What do you do when you run a state-owned oil company whose finances are a wreck, is billions of dollars in debt, with sharply declining oil production and in technical default, with lots of billionaires who are nervously tracking your every move and contemplating suing your ass? If you roll like chavismo, you fire the last few minimally competent people left in the company and appoint a non-entity with no experience as their replacement, of course!
Maduro just appointed National Guard general Manuel Quevedo as new PDVSA CEO and Oil Minister, replacing both Nelson Martínez and Eulogio del Pino in one single stroke. It amounts to a military takeover of the company. Martínez and Del Pino were among the last few people left with any knowledge of the oil industry in the company, who gave some assurance to PDVSA’s partners and creditors that the inmates hadn’t completely taken over the asylum. It remains to be seen what will happen with the powerful Simón Zerpa, who, as PDVSA’s CFO, was rumored to be the real power behind the throne.
Several media outlets have erroneously reported that Quevedo is an OFAC sanctionée, but although he was on a list prepared by US senator Marco Rubio, he hasn’t made the cut yet and that’s probably the best thing that can be said about him.
It remains to be seen what will happen with the powerful Simón Zerpa, who, as PDVSA’s CFO, was rumored to be the real power behind the throne.
Until his appointment, Quevedo was Housing Ministry and is a relatively obscure figure within chavismo. His experience in the oil business is non-existent; the guy who will be leading PDVSA in the middle of a default and a staggering output decline probably cannot distinguish upstream for downstream and doesn’t know what an indenture is. And we can now count on the fact that as the drop in oil production continues, corruption will escalate because Quevedo and the cronies he’s bringing along with him don’t know how or don’t want to fix any of this, they just want to get richer.
Yet the move is not as completely deranged as it sounds. Maduro’s hold on power depends on keeping a delicate equilibrium among chavismo’s many cliques including, of course, the military, who are probably demanding more power and money as the situation becomes more dire. Maduro was probably forced to appoint Quevedo and others to PDVSA, to keep the military faction happy.
The predicament is that other pressing goals like a coherent restructuring of the country’s external debt, ending hyperinflation and keeping PDVSA minimally functional are not workable if every top level policy decision is made exclusively to placate one faction or another.

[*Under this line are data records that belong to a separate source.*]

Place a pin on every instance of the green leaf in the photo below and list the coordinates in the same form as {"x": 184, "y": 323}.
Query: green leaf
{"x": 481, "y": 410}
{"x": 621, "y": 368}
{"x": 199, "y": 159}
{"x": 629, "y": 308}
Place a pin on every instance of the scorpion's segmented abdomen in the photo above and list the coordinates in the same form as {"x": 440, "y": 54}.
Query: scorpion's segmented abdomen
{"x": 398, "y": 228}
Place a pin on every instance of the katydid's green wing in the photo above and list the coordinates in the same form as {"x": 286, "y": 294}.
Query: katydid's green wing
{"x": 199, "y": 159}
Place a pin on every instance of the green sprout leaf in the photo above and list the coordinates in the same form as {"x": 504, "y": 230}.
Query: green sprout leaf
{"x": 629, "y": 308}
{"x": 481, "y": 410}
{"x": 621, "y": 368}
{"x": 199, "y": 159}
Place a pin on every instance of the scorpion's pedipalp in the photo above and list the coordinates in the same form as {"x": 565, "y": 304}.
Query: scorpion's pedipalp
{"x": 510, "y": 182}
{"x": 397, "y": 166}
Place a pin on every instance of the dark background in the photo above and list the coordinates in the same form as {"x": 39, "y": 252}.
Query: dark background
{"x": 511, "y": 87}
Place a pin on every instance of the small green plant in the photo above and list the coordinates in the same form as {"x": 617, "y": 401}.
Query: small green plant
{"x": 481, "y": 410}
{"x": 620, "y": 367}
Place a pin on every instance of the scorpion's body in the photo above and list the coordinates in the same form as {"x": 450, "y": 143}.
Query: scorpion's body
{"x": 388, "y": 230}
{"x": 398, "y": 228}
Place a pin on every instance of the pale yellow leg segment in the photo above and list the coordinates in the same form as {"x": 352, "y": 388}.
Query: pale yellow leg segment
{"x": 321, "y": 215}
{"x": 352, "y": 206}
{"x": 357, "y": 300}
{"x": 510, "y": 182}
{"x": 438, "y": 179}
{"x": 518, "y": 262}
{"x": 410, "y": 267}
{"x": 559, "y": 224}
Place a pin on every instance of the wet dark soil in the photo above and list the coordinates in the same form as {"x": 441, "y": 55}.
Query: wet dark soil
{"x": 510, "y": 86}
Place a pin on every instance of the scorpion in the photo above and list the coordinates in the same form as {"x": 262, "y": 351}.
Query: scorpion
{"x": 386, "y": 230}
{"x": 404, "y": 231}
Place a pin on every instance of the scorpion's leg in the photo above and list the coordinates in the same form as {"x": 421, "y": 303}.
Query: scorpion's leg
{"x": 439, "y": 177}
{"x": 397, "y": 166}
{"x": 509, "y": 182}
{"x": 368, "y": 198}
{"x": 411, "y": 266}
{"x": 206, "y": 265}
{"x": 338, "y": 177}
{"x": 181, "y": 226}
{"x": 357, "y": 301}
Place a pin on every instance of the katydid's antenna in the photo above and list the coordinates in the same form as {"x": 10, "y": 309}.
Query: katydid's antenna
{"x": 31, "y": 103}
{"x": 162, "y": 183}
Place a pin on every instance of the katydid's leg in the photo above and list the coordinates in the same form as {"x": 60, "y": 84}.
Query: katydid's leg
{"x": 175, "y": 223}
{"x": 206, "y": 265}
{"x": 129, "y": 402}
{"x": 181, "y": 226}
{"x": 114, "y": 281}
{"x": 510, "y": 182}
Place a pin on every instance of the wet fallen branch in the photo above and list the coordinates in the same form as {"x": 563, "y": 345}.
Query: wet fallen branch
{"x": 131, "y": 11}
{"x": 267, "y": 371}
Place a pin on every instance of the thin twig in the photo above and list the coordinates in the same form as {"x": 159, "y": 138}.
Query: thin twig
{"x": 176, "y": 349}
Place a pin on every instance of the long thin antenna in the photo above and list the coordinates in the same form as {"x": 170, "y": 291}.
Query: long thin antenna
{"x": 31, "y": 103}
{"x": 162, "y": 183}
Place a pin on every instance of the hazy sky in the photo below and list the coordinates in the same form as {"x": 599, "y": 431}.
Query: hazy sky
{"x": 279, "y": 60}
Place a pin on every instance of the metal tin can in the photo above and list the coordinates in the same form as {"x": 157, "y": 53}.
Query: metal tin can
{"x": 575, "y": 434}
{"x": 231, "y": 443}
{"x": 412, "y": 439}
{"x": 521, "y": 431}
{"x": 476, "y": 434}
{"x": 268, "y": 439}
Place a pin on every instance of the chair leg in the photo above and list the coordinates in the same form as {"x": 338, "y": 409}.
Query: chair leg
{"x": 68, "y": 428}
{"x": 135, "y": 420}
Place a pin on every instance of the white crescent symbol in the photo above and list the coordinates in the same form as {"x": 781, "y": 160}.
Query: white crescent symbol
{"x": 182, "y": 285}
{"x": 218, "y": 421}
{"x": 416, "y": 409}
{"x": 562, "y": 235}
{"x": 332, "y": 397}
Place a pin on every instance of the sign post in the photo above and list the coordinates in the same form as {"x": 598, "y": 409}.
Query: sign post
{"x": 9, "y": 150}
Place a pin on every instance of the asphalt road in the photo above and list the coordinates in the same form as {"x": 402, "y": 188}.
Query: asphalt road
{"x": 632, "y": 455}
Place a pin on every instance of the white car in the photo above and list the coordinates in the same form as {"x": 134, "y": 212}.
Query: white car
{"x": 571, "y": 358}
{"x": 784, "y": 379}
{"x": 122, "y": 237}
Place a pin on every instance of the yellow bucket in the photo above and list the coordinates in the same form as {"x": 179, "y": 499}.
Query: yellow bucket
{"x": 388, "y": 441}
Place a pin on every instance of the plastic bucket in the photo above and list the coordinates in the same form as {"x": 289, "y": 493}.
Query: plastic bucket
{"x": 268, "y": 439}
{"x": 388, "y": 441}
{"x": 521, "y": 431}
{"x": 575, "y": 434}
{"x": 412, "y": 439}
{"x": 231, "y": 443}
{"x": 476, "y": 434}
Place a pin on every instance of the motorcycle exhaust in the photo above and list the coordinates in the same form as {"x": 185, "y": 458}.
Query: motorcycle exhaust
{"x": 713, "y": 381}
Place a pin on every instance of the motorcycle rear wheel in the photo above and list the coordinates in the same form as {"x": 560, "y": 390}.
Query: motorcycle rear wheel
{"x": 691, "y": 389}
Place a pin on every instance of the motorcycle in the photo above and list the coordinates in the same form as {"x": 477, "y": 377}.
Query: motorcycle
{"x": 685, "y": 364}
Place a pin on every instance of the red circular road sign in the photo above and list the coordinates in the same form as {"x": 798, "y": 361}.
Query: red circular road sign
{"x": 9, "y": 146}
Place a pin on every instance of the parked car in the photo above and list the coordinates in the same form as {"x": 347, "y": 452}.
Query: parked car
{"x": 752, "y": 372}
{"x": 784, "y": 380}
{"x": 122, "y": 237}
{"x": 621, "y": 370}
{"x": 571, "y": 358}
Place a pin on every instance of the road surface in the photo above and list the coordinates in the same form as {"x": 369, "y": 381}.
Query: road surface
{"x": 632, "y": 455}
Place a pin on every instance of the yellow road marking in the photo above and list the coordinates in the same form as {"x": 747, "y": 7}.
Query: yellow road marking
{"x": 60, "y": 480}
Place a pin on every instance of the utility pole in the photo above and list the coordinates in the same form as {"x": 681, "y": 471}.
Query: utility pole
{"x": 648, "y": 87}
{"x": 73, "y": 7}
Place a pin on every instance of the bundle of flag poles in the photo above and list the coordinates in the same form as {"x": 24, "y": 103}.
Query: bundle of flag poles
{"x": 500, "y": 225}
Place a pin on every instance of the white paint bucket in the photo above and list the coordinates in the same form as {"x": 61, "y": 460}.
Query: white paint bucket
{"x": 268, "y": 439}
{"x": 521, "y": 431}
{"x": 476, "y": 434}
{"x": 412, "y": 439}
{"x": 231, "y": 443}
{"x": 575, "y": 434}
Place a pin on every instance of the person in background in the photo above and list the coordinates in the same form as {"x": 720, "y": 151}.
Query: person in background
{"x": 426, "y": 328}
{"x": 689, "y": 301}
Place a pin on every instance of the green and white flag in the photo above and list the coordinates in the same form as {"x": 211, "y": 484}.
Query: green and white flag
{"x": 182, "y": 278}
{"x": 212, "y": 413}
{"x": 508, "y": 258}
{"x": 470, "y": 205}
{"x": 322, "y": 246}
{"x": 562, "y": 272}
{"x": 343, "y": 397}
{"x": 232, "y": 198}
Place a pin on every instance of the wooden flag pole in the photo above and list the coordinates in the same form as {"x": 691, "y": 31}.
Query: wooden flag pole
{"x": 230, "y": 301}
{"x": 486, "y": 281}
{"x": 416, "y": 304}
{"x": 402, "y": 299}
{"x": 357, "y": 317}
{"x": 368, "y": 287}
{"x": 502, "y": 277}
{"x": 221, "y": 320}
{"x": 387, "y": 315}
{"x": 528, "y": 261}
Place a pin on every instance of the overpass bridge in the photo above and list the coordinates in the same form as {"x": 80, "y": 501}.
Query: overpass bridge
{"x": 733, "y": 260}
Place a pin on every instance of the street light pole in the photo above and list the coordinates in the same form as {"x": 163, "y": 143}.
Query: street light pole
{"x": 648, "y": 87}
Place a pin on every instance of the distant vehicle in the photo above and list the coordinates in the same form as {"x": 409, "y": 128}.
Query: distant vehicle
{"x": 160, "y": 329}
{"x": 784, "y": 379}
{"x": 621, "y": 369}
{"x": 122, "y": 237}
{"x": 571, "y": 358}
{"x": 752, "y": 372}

As long as Maduro keeps prioritizing his commitments to power cliques over sane policy-making, things will only get worse.
Maduro acts as though he has to choose between either holding onto power or avoiding an economic cataclysm, and his instinct is to always go with the former. That’s a tragedy, but not for chavismo; it’s a tragedy for the thirty million people who have become their hostages.